While Durston’s Caulfield Cup win represents his greatest raceday success to date, Takahashi is no stranger to working with elite horses and has led in no fewer than five Group 1 winners.

Trips to Hong Kong with Douro Valley and Royal Ascot with Shamexpress (pictured above) have been other highlights during his career. 

“When I was at Danny’s stable, I had a lot of luck,” he said. 

“I strapped a horse called Douro Valley, who was runner-up in the Caulfield Cup behind Master O’Reilly.

“He won the race they used to call the Yalumba Stakes, which is now the Might And Power Stakes, and that was my first ever Group 1 winner.

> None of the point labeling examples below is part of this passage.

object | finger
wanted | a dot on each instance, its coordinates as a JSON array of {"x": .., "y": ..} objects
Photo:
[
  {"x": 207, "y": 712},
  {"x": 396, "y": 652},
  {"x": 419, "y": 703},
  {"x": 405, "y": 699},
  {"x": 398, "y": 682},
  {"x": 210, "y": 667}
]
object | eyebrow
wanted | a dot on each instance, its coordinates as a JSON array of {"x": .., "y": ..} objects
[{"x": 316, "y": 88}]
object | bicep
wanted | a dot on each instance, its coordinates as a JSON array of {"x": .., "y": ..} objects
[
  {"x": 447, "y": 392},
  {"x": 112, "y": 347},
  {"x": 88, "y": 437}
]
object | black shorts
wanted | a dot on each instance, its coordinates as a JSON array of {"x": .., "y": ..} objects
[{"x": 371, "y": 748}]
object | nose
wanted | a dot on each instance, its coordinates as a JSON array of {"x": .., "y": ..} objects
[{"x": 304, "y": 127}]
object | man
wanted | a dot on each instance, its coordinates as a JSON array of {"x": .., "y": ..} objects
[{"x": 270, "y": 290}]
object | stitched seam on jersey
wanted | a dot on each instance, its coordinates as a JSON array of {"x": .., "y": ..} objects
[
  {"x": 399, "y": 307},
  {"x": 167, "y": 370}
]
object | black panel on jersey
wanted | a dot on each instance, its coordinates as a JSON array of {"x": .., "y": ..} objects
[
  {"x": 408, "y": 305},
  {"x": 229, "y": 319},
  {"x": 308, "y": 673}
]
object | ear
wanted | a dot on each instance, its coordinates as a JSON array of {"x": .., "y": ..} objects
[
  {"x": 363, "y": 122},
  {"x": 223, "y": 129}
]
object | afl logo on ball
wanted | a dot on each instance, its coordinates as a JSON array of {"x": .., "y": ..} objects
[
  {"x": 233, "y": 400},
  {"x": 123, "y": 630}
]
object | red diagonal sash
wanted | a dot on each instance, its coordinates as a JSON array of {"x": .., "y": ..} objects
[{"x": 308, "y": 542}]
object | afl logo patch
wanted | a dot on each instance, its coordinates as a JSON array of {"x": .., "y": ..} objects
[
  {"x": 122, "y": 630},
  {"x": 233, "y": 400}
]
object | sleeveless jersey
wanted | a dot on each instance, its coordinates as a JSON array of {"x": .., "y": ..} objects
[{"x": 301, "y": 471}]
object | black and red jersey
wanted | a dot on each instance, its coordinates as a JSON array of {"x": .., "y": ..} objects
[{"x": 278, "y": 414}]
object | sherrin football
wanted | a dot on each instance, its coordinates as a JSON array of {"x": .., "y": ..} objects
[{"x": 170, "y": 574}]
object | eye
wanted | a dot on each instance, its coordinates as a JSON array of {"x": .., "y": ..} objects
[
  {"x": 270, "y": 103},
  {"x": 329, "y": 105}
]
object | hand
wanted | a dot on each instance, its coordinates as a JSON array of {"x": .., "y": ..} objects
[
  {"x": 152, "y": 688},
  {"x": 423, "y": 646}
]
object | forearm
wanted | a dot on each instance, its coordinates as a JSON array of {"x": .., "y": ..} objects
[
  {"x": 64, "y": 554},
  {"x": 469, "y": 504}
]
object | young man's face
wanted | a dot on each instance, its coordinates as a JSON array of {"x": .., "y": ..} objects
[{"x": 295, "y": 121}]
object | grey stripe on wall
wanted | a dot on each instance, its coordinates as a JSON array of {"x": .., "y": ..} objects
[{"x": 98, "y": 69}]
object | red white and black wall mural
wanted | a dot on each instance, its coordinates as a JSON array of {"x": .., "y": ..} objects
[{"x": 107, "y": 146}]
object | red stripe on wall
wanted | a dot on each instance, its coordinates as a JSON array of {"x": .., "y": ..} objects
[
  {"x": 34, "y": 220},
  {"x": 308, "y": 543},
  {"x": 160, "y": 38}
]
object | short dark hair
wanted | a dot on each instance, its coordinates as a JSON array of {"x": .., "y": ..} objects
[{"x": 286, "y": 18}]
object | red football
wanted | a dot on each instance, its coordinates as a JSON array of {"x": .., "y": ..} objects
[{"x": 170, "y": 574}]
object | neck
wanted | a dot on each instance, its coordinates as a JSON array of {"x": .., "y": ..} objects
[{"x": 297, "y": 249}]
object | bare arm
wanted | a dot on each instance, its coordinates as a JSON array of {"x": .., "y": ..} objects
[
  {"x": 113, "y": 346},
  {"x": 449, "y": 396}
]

“He ended up going to Hong Kong and I got to go to Hong Kong for the December International meeting.

“In 2013, I strapped the Newmarket Handicap winner called Shamexpress.

“Again, somehow, I got to go to Royal Ascot and Newmarket for the July Cup with him.

“I moved to Lindsay Park in 2016 and in five years I was fortunate to have a lot of luck to strap two consecutive Australian Cup wins with Harlem and in 2020 I strapped the Oaks winner Personal (pictured below).

“My life as a strapper has been so bloody lucky.”

A career outside of a racing stable has never crossed Takahashi’s mind. 

While he acknowledges the hours can be long and the work can be physically demanding, his veiw is that it makes the success all the more sweet. 

“I couldn’t do anything else,” he said.

“It’s tough and hard and many people whinge about the long hours or the early mornings but for me, it’s rewarding.

“This job gives you some amazing moments.

“I love working with the people as well.”

Asked about Durston’s Melbourne Cup chances, Takahashi said he prefers to focus on his role for the stable more broadly rather than an individual horse’s prospects of winning a race. 

The seven-year-old is on the fourth line fo betting at $15 ion Sportsbet’s Melbourne Cup market, which is headed by UK raider Deauville Legend at $6. 

“I try not to say too much because my theory is the more you say, the less it happens,” he said.

“So I just shut my mouth and keep doing what I have to do.

“It’s exciting but I’m not worried about winning the Melbourne Cup, I just focus on doing my job.”